De façon inhabituelle, nous avons une femme balladeer avec Lillie Flynn (et pourquoi pas ?), qui suggère dans «The Ballad of Booth» que l’acteur-assassin de Lincoln, parfaitement chanté par Alex Mugnaioni, aurait été conduit à l’acte mortel par des critiques défavorables.

Le pianiste Zheng Xi Yong, qui interprète Giuseppe Zangara, un immigré italien sans un sou qui a tenté de tirer sur le président élu Roosevelt en 1933, mais qui a raté et tué le maire de Chicago à la place, incarne bien ce terrible loser, tout comme Peter Dukes incarne Czolgosz, l’anarchiste polonais électrocuté pour avoir tué McKinley, persuadé que c’était son devoir, car les gouvernements sont l’ennemi des pauvres.
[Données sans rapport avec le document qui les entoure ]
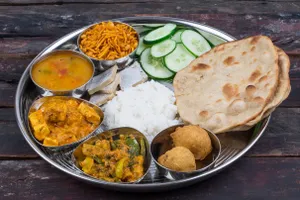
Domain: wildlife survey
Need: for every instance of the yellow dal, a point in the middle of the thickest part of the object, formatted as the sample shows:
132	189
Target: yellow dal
62	71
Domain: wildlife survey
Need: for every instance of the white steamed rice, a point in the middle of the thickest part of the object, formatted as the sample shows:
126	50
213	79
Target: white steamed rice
148	107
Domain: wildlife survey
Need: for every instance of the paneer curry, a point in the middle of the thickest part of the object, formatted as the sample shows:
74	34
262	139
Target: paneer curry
114	160
63	121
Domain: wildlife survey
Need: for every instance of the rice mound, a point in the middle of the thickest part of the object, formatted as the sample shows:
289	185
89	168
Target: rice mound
148	107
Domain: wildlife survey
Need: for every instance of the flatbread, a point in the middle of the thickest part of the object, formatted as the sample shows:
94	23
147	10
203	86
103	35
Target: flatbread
229	85
282	92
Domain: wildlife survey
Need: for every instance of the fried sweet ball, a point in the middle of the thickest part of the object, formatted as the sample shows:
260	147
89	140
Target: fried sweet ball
195	139
178	159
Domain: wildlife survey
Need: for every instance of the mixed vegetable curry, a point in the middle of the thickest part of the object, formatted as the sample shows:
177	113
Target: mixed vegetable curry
119	160
60	121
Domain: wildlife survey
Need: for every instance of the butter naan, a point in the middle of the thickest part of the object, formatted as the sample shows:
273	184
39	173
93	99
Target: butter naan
229	85
282	92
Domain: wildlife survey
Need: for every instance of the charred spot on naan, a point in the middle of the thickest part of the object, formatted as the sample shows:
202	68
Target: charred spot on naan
255	40
236	107
254	75
250	90
263	79
230	90
259	100
217	120
203	114
228	61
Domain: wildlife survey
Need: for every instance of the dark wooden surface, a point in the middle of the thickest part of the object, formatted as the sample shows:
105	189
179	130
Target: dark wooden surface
271	170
Oswald (joué par Ned Rudkins-Stow), la Propriétaire (par Joey Hickman), et la militante Phoebe Fildes (Emma Goldman), sont bien interprétés ; et Matthew James Hinchliffe, Grace Lancaster, et Simon Oskarsson complètent l’équipe de 15 acteurs qui s’attaquent à Sondheim brillamment. 

Comment sont-ils tous entrés sur la petite scène du Watermill, surtout avec leurs grands instruments ? La chorégraphe Georgina Lamb et le réalisateur Buckhurst ont réussi à résoudre le problème, mais va savoir comment ! 

Assassins n’est pas un Sondheim surchargé de chansons mémorables comme Follies, mais « The Ballad of Guiteau » (mieux connu sous le nom de « I’m Going to the Lordy »), «Unworthy of Your Love», «The Ballad of Booth», et «Everybody’s Got the Right (to be Happy) » (qui commence le spectacle dans son décor de cavalcade — «allez !, tirez sur un président, vous pouvez gagner un prix ! » — une belle création du designer Simon Kenny) sont riches et du haut qualité.

Cette célébration tordue du rêve américain, « où n’importe quel garçon peut grandir pour tuer un président » (c’est un jeune garçon braquant le revolver sur le public qui constitue l’image finale du spectacle) est également une célébration du théâtre musical. A ne pas manquer lors de son transfert à Nottingham du 30 octobre au 16 novembre.